The draft rules proposed by DHS to implement the Real ID Act are fatally flawed. Focusing on how to best implement an Act as deeply flawed as this one is not in the best interests of individuals or the states; therefore we recommend that the proposed rule be withdrawn. Ultimately, Privacyactivism believes that the Real ID Act should be repealed, but understands that this is outside of the scope of this rulemaking process. Privacyactivism’s comments will therefore focus on the lack of privacy protections in the proposed rule, and why the lack of these protections require the withdrawal of the proposed rule.
Specifically, our comments will cover these areas: 1) The general lack of privacy and security protections; 2) the difficulty of compliance; 3) exceptions in the draft rule that lead to inadequate security; 4) the cost involved.
Most provisions in the Real ID Act are hostile to privacy protections, and will result in harm to consumers
A. The proposed rule lacks any privacy protections with regard to third party access to information contained in the machine readable technology, enhancing the threat of harm to the individual, including that of identity theft
There is no language in the Real ID Act to prevent third party access to information contained in the machine-readable section of the card. DHS has stated that "DHS believes that it would be outside its authority to address this issue within this rulemaking," and encourages the states to come up with a solution.
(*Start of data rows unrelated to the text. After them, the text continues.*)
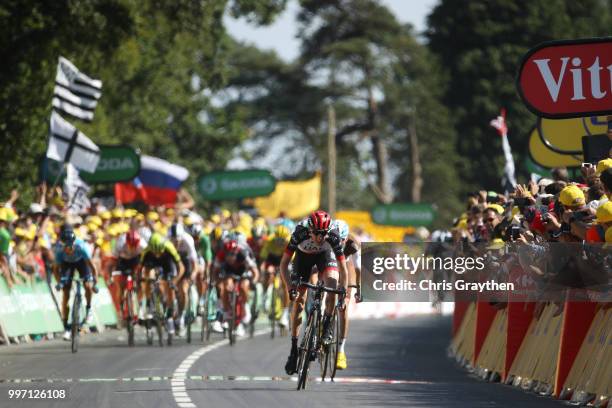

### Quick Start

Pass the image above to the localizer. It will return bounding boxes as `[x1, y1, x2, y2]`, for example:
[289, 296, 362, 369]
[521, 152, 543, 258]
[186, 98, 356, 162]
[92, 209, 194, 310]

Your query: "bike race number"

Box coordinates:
[517, 37, 612, 119]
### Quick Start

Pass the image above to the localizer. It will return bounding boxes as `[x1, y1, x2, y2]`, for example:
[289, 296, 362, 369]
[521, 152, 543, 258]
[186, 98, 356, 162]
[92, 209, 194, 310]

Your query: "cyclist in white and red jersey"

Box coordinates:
[110, 229, 147, 319]
[280, 210, 348, 375]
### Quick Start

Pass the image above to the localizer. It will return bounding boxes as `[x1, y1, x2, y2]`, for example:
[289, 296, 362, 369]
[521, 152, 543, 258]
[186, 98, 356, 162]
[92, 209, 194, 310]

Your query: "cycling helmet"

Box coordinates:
[251, 224, 266, 238]
[149, 232, 166, 254]
[308, 210, 331, 233]
[223, 239, 239, 254]
[274, 225, 291, 242]
[125, 230, 140, 248]
[333, 220, 348, 241]
[60, 226, 76, 246]
[168, 223, 185, 239]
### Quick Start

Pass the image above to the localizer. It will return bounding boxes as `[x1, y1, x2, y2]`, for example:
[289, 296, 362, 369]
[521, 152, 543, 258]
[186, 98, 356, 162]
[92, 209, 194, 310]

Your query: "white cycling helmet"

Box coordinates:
[332, 220, 348, 240]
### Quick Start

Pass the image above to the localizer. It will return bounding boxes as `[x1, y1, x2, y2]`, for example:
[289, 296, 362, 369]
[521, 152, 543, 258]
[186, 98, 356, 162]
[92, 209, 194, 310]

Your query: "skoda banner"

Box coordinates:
[198, 170, 276, 200]
[372, 203, 435, 227]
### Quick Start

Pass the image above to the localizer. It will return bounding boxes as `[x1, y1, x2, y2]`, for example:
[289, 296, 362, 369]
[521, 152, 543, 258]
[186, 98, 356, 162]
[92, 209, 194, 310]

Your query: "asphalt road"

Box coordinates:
[0, 316, 564, 408]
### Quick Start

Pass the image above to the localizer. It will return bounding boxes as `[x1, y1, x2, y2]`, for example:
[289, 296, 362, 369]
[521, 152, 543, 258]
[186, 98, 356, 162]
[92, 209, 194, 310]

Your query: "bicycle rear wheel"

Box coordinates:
[297, 310, 320, 390]
[185, 285, 194, 343]
[125, 290, 134, 347]
[268, 277, 277, 339]
[153, 288, 164, 347]
[328, 308, 340, 381]
[227, 291, 238, 346]
[249, 283, 259, 338]
[70, 291, 81, 353]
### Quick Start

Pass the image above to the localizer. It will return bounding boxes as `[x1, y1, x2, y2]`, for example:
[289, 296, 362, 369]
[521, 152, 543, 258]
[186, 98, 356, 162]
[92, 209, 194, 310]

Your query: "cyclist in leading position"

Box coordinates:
[138, 233, 185, 334]
[213, 240, 259, 336]
[110, 230, 147, 320]
[280, 210, 348, 375]
[53, 225, 97, 340]
[168, 223, 200, 336]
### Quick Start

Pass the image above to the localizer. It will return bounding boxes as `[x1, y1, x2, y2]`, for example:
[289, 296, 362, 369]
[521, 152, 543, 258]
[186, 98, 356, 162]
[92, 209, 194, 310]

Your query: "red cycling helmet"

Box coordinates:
[223, 240, 238, 254]
[125, 230, 140, 248]
[308, 210, 331, 233]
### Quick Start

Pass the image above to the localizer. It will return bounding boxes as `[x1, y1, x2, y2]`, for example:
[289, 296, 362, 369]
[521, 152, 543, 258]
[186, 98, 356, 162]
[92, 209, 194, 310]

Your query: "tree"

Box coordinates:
[0, 0, 286, 209]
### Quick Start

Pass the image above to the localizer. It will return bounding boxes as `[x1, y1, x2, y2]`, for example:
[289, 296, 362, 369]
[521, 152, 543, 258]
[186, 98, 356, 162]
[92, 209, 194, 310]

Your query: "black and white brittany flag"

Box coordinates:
[52, 57, 102, 121]
[47, 112, 100, 173]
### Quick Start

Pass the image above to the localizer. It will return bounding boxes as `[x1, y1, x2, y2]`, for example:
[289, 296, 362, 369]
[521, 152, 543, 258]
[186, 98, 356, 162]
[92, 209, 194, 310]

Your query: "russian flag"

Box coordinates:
[115, 156, 189, 206]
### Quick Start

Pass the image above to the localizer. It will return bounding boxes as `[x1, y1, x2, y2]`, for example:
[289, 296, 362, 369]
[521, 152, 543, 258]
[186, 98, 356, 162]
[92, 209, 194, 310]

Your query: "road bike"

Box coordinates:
[297, 281, 346, 390]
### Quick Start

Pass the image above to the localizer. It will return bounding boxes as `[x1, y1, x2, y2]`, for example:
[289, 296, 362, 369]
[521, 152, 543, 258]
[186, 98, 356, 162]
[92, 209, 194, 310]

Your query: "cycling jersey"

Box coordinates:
[285, 219, 344, 261]
[176, 232, 198, 263]
[198, 232, 212, 263]
[55, 238, 91, 265]
[140, 240, 181, 264]
[113, 234, 147, 259]
[260, 235, 287, 259]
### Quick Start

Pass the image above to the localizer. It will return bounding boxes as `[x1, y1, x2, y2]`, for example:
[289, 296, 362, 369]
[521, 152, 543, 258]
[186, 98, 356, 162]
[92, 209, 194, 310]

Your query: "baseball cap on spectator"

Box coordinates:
[595, 158, 612, 176]
[595, 201, 612, 224]
[30, 203, 43, 214]
[487, 204, 504, 215]
[606, 227, 612, 243]
[538, 178, 553, 192]
[559, 184, 586, 207]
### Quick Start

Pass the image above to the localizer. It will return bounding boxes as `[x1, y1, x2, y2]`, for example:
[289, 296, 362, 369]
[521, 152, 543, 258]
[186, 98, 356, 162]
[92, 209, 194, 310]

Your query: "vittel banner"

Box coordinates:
[517, 37, 612, 118]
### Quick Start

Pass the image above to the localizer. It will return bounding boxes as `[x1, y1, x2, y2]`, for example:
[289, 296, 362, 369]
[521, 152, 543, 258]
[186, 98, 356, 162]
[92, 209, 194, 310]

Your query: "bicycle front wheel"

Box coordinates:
[297, 310, 320, 390]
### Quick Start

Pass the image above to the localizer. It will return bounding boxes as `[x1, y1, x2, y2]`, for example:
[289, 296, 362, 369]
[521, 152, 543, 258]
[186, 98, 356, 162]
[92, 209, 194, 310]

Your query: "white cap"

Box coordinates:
[30, 203, 43, 214]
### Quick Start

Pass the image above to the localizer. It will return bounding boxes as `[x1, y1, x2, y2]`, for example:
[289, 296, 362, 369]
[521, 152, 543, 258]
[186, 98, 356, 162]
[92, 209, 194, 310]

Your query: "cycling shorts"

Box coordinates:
[142, 252, 178, 280]
[116, 256, 140, 276]
[266, 254, 282, 266]
[60, 259, 93, 288]
[293, 249, 338, 281]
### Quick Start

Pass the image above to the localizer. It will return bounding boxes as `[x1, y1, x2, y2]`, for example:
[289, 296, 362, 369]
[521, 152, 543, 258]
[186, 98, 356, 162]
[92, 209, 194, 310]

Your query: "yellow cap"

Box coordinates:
[595, 158, 612, 176]
[487, 204, 504, 215]
[606, 227, 612, 242]
[487, 238, 504, 249]
[595, 201, 612, 224]
[89, 215, 102, 227]
[455, 218, 467, 230]
[559, 184, 585, 207]
[147, 211, 159, 221]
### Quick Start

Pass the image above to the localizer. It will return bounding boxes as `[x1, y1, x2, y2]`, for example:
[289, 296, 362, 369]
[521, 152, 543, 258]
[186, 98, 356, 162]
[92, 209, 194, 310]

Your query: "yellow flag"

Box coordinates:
[334, 211, 414, 242]
[254, 173, 321, 219]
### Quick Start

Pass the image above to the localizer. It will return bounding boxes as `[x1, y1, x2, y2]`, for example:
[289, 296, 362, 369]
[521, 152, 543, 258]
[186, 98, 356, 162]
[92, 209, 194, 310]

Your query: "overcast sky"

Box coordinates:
[225, 0, 438, 61]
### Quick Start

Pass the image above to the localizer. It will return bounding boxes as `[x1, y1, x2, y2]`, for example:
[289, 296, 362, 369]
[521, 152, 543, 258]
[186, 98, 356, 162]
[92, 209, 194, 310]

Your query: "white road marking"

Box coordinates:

Failing to address protection of personally identifiable information (PII), and passing the responsibility to the states ignores the risk to an individual’s privacy. Without either a technology or statutory solution, hotels, clubs and bars, and retailers, among others, could get access to that information. A few states have statutes that prevent private entities from collecting information gleaned from driver’s licenses into a database, but most don’t. At best, some states will pass statutes to protect personal information, but there will be a lag before the statutes are put in place, and the damage to an individual’s privacy (and security) will already have been done.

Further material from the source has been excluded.